Are rising Treasury yields here to stay?
10-year yields have climbed back above the 3.00% level yesterday and continues to trade higher on the day now at 3.06%. That's the highest level yields have traded in four months.
Back in May when yields climbed above the 3.00% level, it quickly fell as the Fed reiterated slower pace of rate hikes and geopolitical tensions continue to linger setting a more risk off mood in markets.
But this time around, yields are rising despite trade tensions between US and China escalating. That argues a case that we may see a more sustained upside in yields to come towards the end of the year. So, how exactly does this impact currencies?
Although the recent rise in yields is a bit convoluted as it also correlates with a move lower in the dollar, higher yields by right should actually help provide tailwind for the greenback.
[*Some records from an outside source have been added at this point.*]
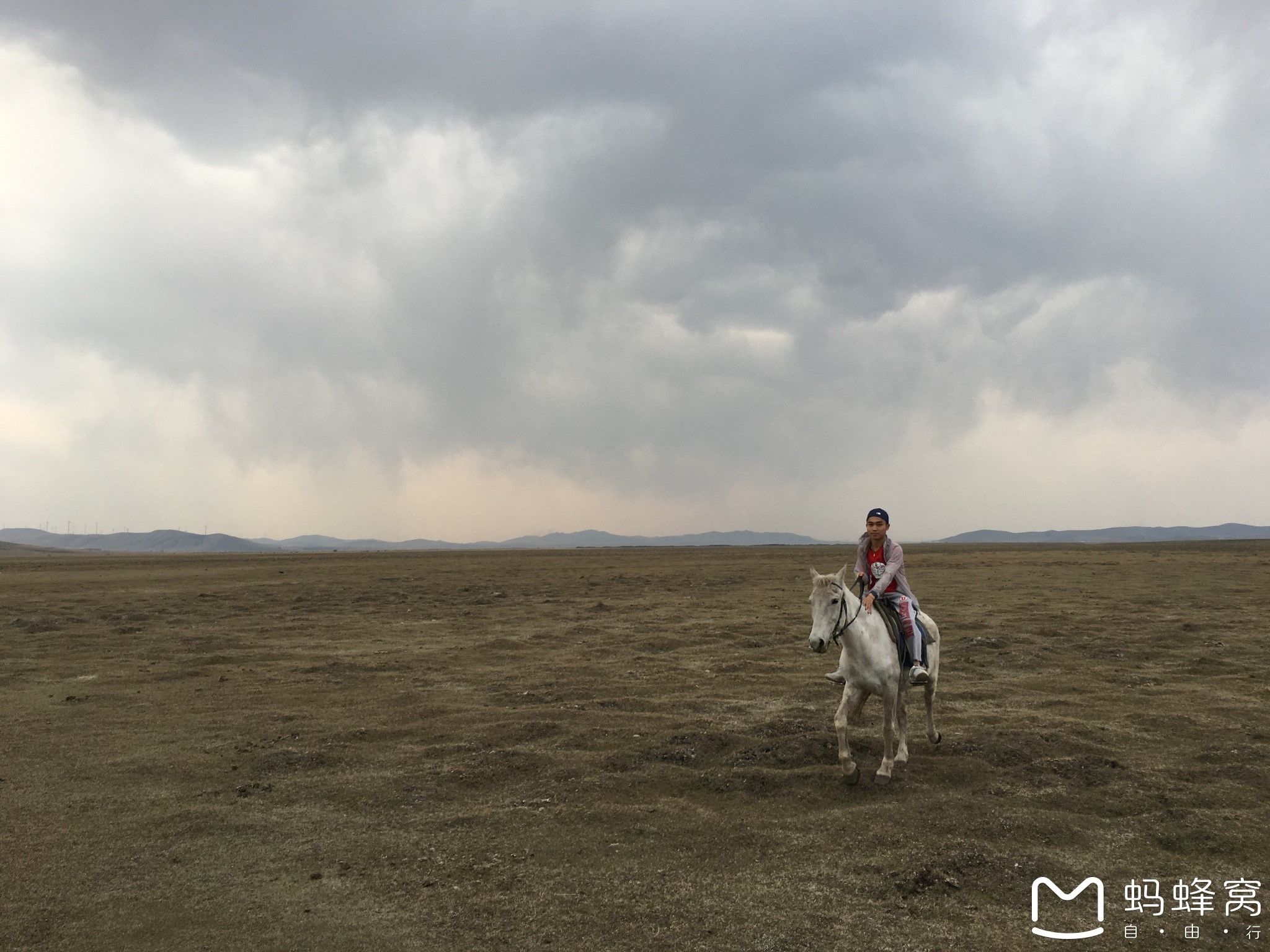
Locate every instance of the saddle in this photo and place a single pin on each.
(897, 632)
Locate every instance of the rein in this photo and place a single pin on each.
(838, 627)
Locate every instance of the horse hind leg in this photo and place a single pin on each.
(931, 734)
(888, 738)
(902, 720)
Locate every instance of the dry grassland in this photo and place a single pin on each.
(611, 749)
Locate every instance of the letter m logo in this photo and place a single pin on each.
(1073, 894)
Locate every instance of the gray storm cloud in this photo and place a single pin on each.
(644, 243)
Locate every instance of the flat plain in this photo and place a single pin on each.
(615, 749)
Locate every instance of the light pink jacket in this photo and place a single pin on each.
(894, 557)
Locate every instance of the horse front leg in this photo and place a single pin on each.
(888, 736)
(853, 699)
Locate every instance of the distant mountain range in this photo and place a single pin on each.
(1122, 534)
(177, 541)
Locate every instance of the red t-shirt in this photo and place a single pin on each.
(878, 566)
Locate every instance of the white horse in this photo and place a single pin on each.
(873, 668)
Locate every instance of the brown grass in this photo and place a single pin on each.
(611, 749)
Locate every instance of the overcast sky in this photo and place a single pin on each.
(473, 271)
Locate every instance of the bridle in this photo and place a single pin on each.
(838, 626)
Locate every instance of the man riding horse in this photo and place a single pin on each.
(881, 563)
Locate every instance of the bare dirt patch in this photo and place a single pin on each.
(609, 748)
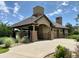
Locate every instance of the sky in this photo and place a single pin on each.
(12, 12)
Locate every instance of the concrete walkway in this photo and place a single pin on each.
(38, 49)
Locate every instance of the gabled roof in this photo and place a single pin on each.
(59, 25)
(30, 20)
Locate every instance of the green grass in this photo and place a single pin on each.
(3, 50)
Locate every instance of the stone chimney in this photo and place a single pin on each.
(59, 20)
(38, 10)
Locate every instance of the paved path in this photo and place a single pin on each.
(38, 49)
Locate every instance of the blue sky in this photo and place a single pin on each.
(14, 11)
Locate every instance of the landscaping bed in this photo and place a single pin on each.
(3, 50)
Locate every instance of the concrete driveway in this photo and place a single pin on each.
(38, 49)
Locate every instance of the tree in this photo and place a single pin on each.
(77, 22)
(70, 28)
(5, 30)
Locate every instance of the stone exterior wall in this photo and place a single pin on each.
(43, 20)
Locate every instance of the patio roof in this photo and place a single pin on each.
(32, 19)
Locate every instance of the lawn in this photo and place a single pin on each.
(3, 50)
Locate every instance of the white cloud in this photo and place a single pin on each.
(65, 3)
(58, 11)
(74, 9)
(3, 7)
(21, 17)
(16, 8)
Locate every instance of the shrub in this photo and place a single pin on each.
(25, 39)
(3, 50)
(77, 51)
(1, 41)
(62, 52)
(76, 33)
(76, 37)
(8, 41)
But again, trading is all about expectations.
In late January to early February, markets were even freaking out about the prospect of higher yields and we weren't even trading close to 3.00% at the time. Equities sold off heavily and the dollar and yen benefited from the rout in Treasuries.
And in mid-to-late April, rising yields towards the 3.00% provided the spark needed for the dollar to embark on its bullish run that we have seen for most of 2018. However, in May, even as yields rose to 3.12%, markets were less perturbed as there was plenty of time to digest the move higher that was anticipated since February.
Fast forward to now, and that is exactly the same reaction we are getting. We're trading back to levels seen in May so this is nothing new for markets - yet. Equities are still gaining today as market sentiment has improved while the dollar continues to lag behind as key technical levels are called into question (EUR/USD, GBP/USD, DXY).
The greenback may not get any support from yields now but if there is a sustained break to the upside and when we start entering more unfamiliar territory (if yields break above year's highs, it would be highest since 2011) it argues for a stronger dollar when the time comes. I reckon it could take a move towards 3.25% for that to happen.
The only real threat to all of this is the Fed deciding to pause its tightening cycle or drop any hints of that possibility. That will ultimately undo a substantial amount of the moves that we have seen in both the dollar and yields this year.